RFE: Automatically analyze gathered bootstrap logs? #2569

wking · 2019-10-24T22:53:38Z

When bootstrapping fails but we got far enough in to be able to SSH into the bootstrap machine, the installer automatically gathers a log tarball. But the tarball is probably fairly intimidating to users who aren't on the install team or in the position to be frequently debuggers. And in some cases, the results are sufficiently structured that we can point out a specific problem (e.g. CRI-O failed, #2567) or "you had insufficient creds to pull the release image" (#901). Do we want to teach the installer how to find and highlight some of those cases? We have a fair number of them in the last 24 hours of CI:

$ curl -s 'https://ci-search-ci-search-next.svc.ci.openshift.org/search?name=-e2e-&maxAge=24h&context=0&search=Bootstrap+gather+logs+captured' | jq -r '. | keys[]' | sed 's|.*-e2e-\([^/]*\)/[0-9]*$|\1|' | sort | uniq -c | sort -n
      1 aws-console-olm
      1 azure-master
      1 azure-upgrade-4.2
      1 gcp-console
      1 gcp-upgrade
      1 libvirt
      1 openstack
      1 vsphere
      1 vsphere-upi-serial-4.2
      2 aws-encryption
      2 aws-ovn-kubernetes
      2 aws-ovs-kubernetes-4.3
      2 aws-upgrade
      2 aws-upi-4.3
      2 azure
      2 cmd
      2 tools
      2 wmcb
      2 wsu
      3 gcp
      3 gcp-op
      4 aws-proxy-4.2
      4 aws-proxy-4.3
      4 aws-scaleup-rhel7
      8 aws
     12 vsphere-upi-4.3
     12 vsphere-upi-serial-4.3
     20 aws-4.3

But currently no way to break those down by underlying cause.

abhinavdahiya · 2019-10-28T16:33:29Z

I like the idea, do we have an idea regarding

a) how we want to expose this users?
b) do we have a list of initial things we should highlight using this?
c) But currently no way to break those down by underlying cause. So what kind of fingerprints do think will be useful here?

wking · 2019-10-28T21:21:46Z

a) how we want to expose this users?

Log entries, like in #2567 .

b) do we have a list of initial things we should highlight using this?

systemd unit failures, like in #2567 . Also, maybe "you had insufficient creds to pull the release image"? Or "your control plane machines never formed and etcd cluster". "I can't even SSH into your control plane machines". I don't think we need an exhaustive set of things, we can just grow this incrementally as we run into issues in CI or the wild.

c) But currently no way to break those down by underlying cause. So what kind of fingerprints do think will be useful here?

Anytime someone hits a gather and says "I dunno, installer folks, but here's your gathered tarball", I think we should think about whether there is something we could either be fixing so it doesn't happen again or, when that's not possible (e.g. user provides insufficient pull secret), logging a more approachable summary of the underlying issue.

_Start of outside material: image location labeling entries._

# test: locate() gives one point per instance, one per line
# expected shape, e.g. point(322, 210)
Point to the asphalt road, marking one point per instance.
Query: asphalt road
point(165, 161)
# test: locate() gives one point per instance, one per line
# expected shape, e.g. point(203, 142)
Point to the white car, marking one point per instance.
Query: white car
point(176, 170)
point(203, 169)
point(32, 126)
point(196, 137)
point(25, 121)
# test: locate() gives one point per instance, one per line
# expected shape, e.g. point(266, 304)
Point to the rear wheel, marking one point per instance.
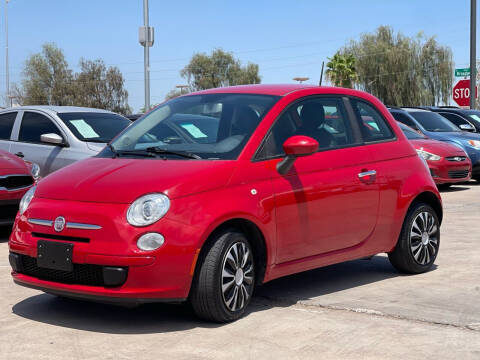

The tarball alone is usually going to be sufficient for debugging, but I think we'll have fewer installer-targeted tickets if we provide summaries where we can.

chancez · 2019-10-30T23:20:01Z

@abhinavdahiya recently dived into some CI logs and found a bootloop related issue it seems. Sounds like it required looking at multiple log entries to determine it though.

pecameron · 2020-01-09T21:20:21Z

When installer fails, and the failure has to do with something external to the cluster, installer should report what went wrong and what the user needs to do to resolve it. Typical things may be resource problems in the cloud such as quota exceeded, not enough hosts available, token bad/expired/missing and such. Internal failings are OpenShift bugs that need to be fixed, not reported by installer.
I am thinking of something like messages from "git rebase" or similar.

sdodson · 2020-01-10T14:39:52Z

@wking Where do you think these tools should incubate? In this repo's hack directory? a sub command like #2567 ?

wking · 2020-01-10T18:19:56Z

I like having them in a subcommand so we can run them automatically on behalf of the user (who maybe got the installer binary without our associated hack dir, which is the case for non-UPI CI jobs). But if folks feel that is too much of a risk, I'd be ok landing them outside the installer binary as a stopgap. Ideally in a separate Go command, to make it easier to compile them into the core installer binary if we decide to go that way in the future.

openshift-bot · 2020-04-09T18:53:33Z

Issues go stale after 90d of inactivity.

Mark the issue as fresh by commenting /remove-lifecycle stale.
Stale issues rot after an additional 30d of inactivity and eventually close.
Exclude this issue from closing by commenting /lifecycle frozen.

If this issue is safe to close now please do so with /close.

/lifecycle stale

openshift-bot · 2020-05-09T20:53:37Z

Stale issues rot after 30d of inactivity.

Mark the issue as fresh by commenting /remove-lifecycle rotten.
Rotten issues close after an additional 30d of inactivity.
Exclude this issue from closing by commenting /lifecycle frozen.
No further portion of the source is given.